This generally refers to the my_face.gif that's located in the same directory as the HTML page. Turning these relative URLs into absolute URLs that can be requested via LWP is covered in the next chapter. To do that, you must know the URL of the current page.

The base( ) method returns the URL of the document in the response.

$url = $response->base( );

This base URL is normally the URL you requested but can sometimes differ: if there was a redirection (which LWP normally follows through on), the URL of the final response isn't the same as the requested URL. Moreover, the Base, Content-Base, and Content-Location headers in a response specify the address against which you resolve relative URLs. And finally, if the response content is an HTML document and has a <base href="..."> tag in its head, that definitively sets the base URL.

3.5.6. Debugging

When an error occurs (as indicated by the is_error( ) method), error_as_HTML( ) returns an error page in HTML:

$error_page = $response->error_as_HTML( );
print "The server said:\n<blockquote>$error_page</blockquote>\n";

Because a user agent can follow redirections and automatically answer authentication challenges, the request you gave to the user agent object might not be the request represented by your object. That is, you could have said to get one URL, but that could have directed to another, which could have redirected to another, producing not one response but a chain of responses. For the sake of simplicity, you get back only the one $response object, which is the last in the chain. But if you need to, you can work your way back, using the previous( ) method:

$previous_response = $response->previous( );

The previous( ) method returns undef when there is no previous method (i.e., on the response to the request you gave the user agent, at the head of the chain). Moreover, each response stores the HTTP::Request object that LWP used for making the request, and you can access it with the $response->request( ). HTTP::Request objects support most of the same methods as HTTP::Response objects, notably $request->as_string, which is useful in debugging.

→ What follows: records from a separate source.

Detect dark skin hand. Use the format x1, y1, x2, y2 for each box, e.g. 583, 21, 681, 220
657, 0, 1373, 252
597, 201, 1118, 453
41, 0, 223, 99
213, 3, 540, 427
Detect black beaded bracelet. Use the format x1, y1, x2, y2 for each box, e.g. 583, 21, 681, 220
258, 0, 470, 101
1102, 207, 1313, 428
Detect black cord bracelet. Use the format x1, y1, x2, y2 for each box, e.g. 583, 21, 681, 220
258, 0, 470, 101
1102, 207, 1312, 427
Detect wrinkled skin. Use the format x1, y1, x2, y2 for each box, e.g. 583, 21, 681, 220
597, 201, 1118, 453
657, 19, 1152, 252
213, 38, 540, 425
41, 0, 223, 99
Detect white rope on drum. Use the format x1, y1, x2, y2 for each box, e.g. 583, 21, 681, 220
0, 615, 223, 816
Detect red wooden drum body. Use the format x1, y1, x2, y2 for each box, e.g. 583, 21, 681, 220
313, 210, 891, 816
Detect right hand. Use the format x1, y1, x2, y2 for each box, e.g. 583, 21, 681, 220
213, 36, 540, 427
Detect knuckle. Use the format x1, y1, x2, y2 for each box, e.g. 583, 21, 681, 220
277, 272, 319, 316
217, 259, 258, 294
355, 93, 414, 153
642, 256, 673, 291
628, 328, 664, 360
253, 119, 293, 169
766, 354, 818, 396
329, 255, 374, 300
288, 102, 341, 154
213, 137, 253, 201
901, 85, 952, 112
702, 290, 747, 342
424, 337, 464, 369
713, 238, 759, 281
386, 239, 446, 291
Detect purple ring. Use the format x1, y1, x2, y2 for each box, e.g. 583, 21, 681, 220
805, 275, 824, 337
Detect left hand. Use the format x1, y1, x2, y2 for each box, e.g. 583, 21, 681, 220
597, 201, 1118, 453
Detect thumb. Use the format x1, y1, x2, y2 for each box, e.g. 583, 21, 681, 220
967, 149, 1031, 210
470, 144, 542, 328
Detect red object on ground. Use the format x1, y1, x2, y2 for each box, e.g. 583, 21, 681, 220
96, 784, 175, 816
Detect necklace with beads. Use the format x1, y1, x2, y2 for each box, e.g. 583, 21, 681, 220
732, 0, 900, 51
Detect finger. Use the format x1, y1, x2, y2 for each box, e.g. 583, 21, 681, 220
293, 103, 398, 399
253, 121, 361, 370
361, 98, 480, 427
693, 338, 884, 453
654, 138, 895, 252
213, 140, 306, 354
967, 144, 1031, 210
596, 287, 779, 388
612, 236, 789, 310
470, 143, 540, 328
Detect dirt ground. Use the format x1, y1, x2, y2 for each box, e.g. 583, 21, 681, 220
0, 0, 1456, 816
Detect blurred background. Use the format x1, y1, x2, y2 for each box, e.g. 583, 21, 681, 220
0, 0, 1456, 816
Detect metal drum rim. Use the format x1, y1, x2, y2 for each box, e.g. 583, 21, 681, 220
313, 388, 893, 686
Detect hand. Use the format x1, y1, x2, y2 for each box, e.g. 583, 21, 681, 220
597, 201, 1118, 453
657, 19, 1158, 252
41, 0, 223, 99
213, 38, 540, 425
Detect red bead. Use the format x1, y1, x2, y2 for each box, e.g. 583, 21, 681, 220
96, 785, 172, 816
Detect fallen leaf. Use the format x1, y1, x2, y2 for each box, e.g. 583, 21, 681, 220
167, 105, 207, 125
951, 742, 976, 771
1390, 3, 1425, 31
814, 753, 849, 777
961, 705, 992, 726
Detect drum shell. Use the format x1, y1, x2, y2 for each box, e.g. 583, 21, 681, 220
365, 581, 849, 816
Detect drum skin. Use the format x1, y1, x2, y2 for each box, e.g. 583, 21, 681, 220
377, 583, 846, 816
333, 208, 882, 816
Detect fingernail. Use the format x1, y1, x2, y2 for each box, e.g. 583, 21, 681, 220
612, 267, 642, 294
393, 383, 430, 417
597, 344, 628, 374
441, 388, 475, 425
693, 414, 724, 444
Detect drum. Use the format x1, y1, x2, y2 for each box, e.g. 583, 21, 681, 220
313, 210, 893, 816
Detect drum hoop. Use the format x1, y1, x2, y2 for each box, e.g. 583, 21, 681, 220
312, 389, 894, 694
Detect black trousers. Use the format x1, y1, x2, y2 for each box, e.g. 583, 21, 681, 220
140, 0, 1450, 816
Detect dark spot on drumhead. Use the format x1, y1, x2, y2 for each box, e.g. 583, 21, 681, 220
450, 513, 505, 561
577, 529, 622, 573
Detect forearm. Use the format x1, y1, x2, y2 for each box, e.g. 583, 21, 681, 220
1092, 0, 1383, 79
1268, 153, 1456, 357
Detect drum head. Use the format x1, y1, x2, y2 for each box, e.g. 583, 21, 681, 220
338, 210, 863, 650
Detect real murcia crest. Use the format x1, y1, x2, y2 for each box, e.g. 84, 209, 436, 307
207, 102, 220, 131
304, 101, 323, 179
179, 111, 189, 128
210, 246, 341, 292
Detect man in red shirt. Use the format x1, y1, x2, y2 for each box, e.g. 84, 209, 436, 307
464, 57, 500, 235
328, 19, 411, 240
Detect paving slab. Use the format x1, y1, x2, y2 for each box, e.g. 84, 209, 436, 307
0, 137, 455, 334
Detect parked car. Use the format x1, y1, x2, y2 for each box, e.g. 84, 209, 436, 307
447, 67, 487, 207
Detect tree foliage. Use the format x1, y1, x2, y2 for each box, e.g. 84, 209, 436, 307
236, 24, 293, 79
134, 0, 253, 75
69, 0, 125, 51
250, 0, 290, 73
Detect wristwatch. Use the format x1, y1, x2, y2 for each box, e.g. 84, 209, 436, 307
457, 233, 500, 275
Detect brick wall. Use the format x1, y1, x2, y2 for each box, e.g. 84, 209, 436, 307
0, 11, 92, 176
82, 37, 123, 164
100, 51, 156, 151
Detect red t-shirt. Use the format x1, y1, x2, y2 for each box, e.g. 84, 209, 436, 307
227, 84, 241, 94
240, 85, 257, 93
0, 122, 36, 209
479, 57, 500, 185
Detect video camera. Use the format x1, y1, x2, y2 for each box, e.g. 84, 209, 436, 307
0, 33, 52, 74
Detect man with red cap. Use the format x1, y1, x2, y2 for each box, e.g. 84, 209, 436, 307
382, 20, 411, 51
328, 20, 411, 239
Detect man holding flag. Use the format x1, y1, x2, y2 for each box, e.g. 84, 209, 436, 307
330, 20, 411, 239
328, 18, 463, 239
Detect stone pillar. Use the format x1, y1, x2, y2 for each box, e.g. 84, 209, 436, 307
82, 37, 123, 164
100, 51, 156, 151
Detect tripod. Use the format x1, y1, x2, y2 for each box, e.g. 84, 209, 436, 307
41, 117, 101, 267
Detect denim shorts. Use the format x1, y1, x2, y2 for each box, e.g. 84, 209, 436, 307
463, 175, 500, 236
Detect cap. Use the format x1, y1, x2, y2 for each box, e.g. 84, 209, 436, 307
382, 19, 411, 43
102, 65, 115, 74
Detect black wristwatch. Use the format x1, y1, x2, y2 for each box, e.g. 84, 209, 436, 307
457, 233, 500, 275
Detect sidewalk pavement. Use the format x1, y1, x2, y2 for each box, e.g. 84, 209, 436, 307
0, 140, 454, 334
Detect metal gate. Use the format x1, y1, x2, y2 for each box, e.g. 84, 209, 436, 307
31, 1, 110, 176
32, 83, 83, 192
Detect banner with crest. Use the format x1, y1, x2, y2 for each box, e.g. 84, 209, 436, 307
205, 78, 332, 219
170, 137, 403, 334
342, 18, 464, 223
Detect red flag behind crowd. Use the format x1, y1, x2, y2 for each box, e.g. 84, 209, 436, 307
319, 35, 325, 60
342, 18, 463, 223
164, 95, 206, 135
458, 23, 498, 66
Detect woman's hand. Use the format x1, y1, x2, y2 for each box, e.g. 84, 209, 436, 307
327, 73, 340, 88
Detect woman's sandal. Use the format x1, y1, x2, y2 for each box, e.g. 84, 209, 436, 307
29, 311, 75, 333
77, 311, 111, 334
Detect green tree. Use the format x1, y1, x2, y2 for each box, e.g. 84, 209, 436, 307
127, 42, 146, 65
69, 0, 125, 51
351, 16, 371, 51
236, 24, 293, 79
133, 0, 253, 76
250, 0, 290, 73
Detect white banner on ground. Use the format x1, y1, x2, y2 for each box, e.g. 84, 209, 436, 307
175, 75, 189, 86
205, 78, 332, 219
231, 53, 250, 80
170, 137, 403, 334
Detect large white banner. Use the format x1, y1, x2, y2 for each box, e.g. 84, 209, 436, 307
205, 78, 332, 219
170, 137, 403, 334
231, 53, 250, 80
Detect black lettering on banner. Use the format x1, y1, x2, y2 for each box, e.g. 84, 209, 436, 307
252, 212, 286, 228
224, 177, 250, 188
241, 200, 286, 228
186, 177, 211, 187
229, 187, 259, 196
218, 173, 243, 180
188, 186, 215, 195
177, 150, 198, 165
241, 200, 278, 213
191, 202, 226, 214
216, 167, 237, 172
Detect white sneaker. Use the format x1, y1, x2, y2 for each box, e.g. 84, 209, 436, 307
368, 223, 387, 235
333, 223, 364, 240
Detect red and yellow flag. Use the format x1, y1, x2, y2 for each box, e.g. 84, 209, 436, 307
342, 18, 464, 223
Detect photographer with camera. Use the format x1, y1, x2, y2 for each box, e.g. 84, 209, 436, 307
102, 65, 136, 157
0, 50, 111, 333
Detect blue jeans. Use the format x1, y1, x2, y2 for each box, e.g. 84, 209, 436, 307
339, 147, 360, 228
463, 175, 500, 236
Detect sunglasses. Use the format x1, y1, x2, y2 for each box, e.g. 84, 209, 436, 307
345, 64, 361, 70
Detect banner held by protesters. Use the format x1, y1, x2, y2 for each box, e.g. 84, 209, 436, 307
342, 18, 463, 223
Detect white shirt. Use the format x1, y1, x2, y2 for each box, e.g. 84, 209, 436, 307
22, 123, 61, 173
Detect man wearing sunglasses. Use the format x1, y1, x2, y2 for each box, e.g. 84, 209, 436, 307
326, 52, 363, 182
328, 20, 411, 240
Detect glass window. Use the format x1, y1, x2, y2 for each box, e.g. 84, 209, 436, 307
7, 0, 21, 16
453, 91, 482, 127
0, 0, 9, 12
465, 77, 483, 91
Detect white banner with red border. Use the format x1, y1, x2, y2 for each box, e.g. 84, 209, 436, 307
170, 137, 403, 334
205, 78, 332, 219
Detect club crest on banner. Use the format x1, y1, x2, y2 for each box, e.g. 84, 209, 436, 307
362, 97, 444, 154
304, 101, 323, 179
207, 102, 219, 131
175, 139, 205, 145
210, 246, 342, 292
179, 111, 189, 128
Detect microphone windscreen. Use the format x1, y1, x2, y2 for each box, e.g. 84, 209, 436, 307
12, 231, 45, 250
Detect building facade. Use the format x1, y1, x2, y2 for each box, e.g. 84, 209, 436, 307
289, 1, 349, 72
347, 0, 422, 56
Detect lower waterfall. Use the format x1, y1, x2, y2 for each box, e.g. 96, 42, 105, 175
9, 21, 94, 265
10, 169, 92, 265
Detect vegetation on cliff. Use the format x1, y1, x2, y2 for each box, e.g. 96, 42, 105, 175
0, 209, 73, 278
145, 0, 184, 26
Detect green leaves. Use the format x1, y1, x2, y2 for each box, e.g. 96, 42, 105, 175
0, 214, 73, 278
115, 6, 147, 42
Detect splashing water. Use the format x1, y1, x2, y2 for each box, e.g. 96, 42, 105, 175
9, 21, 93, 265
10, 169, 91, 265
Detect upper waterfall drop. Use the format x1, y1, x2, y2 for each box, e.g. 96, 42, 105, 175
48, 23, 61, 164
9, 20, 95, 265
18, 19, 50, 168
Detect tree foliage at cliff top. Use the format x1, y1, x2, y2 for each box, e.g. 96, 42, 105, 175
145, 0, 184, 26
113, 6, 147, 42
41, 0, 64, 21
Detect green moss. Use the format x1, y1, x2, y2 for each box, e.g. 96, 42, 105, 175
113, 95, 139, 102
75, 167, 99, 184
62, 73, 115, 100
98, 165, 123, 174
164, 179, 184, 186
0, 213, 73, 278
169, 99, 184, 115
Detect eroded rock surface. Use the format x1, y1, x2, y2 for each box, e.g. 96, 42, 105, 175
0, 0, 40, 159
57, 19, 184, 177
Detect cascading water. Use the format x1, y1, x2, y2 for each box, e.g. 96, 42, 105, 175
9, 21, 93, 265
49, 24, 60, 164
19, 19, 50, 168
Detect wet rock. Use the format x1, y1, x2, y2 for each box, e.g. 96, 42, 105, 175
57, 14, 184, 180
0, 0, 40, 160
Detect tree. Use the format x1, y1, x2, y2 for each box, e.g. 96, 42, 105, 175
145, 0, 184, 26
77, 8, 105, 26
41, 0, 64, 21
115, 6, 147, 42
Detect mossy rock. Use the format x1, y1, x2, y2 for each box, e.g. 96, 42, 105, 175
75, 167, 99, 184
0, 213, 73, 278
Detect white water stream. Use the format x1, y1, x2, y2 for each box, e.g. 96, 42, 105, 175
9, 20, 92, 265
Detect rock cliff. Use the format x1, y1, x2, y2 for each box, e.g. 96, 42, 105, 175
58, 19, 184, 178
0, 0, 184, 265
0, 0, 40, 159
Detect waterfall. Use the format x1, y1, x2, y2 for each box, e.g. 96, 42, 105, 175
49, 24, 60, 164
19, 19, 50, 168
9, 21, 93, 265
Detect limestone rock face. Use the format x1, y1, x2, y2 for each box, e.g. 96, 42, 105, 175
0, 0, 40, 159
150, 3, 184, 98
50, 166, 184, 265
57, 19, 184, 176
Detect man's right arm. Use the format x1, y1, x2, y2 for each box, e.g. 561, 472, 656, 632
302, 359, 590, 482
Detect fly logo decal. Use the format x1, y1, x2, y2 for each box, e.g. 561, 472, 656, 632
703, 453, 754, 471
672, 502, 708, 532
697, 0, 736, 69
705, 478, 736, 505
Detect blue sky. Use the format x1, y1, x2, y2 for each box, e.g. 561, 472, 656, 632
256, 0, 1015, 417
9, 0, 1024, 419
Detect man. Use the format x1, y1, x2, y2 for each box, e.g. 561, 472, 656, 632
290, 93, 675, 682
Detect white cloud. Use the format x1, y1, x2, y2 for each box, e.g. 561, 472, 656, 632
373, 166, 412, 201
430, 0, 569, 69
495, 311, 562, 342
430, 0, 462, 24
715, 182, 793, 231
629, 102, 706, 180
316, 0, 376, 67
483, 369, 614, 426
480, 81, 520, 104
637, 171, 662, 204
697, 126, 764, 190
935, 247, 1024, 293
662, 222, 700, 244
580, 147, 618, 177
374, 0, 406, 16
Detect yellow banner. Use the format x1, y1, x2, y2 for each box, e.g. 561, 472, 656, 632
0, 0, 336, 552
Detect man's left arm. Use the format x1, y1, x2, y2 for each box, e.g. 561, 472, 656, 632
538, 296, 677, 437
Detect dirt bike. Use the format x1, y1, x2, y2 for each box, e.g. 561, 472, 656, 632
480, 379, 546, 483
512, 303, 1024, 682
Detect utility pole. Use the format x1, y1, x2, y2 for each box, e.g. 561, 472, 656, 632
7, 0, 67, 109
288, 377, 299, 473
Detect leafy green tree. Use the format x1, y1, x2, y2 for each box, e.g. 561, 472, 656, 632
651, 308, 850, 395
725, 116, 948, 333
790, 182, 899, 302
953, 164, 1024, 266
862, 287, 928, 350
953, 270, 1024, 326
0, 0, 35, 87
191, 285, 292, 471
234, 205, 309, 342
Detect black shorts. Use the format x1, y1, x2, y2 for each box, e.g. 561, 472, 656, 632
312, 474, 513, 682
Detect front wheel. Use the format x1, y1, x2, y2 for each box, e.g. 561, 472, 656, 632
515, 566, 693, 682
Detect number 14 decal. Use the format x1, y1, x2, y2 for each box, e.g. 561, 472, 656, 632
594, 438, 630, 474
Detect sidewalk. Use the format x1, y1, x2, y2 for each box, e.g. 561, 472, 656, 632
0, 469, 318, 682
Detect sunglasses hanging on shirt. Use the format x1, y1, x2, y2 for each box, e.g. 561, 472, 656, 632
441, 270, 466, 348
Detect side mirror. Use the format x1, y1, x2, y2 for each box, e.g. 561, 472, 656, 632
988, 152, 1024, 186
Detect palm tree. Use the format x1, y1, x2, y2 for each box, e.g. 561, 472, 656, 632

From each response, you can get the corresponding request and recreate the HTTP dialog. For example:

$last = $response;
while ($response) {
  print $response->code( ), " after ";
    # Or you could print even dump the whole
    #   thing, with $response->as_string( )
 
  $last = $response;
  $response = $response->previous( );
}
print "the original request, which was:\n",
  $last->request->as_string;
 
200 after 401 after 301 after the original request, which was:
GET http://some.crazy.redirector.int/thing.html
User-Agent: libwww-perl/5.5394